Saya heran ketika kemudian kami sama-sama menghela nafas panjang bersama.
"Saya sadar saya tidak akan bisa memenuhi semua kebutuhan apalagi keinginan Alma. Begitupun sebaliknya Alma juga tidak akan bisa memenuhi semua kebutuhan saya pak. Saya juga sepenuhnya sadar bahwa bukan cinta pada satu orang yang paling penting tapi cinta pada kehidupan. Dengan hidup saya akan berusaha mengatasinya. Saya hanya berharap akan sedikit lebih mudah dalam melakukannya. Tantangan dari bapak dalam permainan catur ini saya terima pak".

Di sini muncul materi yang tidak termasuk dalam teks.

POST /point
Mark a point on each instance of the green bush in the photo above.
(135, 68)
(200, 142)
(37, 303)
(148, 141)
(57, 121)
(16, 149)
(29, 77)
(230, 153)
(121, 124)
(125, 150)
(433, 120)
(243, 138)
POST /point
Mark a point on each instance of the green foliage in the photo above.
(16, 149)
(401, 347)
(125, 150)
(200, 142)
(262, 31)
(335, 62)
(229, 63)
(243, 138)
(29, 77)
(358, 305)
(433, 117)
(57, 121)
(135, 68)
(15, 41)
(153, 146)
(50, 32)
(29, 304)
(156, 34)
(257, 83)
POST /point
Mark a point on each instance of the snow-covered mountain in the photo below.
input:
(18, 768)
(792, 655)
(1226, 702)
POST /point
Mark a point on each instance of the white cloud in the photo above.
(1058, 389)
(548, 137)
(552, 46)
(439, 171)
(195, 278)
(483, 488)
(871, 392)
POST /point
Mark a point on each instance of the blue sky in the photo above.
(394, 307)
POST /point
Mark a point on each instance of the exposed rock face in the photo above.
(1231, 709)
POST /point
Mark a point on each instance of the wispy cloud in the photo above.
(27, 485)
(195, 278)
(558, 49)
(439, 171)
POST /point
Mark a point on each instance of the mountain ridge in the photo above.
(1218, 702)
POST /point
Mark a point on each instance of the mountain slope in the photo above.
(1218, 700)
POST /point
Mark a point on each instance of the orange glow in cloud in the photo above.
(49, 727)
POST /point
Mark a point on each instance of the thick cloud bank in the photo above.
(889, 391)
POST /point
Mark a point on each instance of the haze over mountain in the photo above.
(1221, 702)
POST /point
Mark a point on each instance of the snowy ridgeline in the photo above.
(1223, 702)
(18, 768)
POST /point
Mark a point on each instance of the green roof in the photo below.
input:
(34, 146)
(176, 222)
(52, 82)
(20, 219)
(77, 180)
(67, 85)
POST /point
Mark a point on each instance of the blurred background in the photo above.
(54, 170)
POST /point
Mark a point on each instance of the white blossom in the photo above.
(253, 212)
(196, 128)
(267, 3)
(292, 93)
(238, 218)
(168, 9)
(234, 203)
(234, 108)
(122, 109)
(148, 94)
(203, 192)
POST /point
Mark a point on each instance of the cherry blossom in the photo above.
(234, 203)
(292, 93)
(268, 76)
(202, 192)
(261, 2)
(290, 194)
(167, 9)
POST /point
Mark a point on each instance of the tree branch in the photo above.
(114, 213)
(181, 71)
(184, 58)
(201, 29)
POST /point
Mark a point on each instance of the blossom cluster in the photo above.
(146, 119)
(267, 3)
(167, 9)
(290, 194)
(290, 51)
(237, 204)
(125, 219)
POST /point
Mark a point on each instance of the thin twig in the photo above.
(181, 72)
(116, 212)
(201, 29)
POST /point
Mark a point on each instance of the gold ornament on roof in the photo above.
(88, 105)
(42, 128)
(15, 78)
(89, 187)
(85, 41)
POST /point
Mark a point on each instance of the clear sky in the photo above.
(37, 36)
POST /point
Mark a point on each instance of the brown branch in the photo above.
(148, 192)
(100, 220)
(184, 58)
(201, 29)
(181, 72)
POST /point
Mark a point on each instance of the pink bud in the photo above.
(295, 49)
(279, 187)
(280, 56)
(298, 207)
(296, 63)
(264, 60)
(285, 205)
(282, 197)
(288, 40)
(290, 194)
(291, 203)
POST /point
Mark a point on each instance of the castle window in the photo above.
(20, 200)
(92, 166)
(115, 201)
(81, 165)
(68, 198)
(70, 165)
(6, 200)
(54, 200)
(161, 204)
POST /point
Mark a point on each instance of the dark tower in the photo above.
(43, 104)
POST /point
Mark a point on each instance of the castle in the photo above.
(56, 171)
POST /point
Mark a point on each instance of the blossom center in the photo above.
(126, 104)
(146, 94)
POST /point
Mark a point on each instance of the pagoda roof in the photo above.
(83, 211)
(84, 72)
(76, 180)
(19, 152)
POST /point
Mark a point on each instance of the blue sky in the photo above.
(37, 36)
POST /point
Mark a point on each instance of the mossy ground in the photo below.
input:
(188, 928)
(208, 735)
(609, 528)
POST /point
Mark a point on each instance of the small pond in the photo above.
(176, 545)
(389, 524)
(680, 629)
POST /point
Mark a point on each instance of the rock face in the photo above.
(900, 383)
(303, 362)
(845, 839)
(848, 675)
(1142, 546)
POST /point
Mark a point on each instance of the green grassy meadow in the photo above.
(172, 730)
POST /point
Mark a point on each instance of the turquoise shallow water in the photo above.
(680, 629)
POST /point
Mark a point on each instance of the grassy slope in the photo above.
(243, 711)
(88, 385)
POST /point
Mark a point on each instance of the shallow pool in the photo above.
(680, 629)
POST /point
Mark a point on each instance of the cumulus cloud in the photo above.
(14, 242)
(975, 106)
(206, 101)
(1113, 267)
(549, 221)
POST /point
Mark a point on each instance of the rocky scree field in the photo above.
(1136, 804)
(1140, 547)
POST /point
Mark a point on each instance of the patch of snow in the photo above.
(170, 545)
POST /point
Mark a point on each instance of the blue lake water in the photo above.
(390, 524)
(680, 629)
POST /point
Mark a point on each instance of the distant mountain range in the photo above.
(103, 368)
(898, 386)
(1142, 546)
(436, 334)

Kemudian kami mulai bermain lagi. Kami sepakat untuk bermain lima babak. Setelah lebih dari tiga jam kami menyelesaikan empat babak dengan kedudukan sama kuat 2-2. Di babak terakhir kami sama-sama tidak berhenti merokok. Begitu habis kami sulut lagi rokok yang baru. Akhirnya saya memenangkan babak penentuan itu. Saya diuntungkan dengan kondisi fisik yang lebih muda.
"Baiklah, selamat mas. Kapan-kapan kita main lagi. Kita lihat nanti apa kamu masih bisa menang dalam suasana yang berbeda. Sekarang silahkan ke kamar tidur saja untuk istirahat".
Lalu beliau membereskan bidak untuk dimasukkan ke dalam papan catur,
"Ehm biar saya saja yang membereskan pak".
"Tidak usah. Biar saya saja. Kamu kan juaranya".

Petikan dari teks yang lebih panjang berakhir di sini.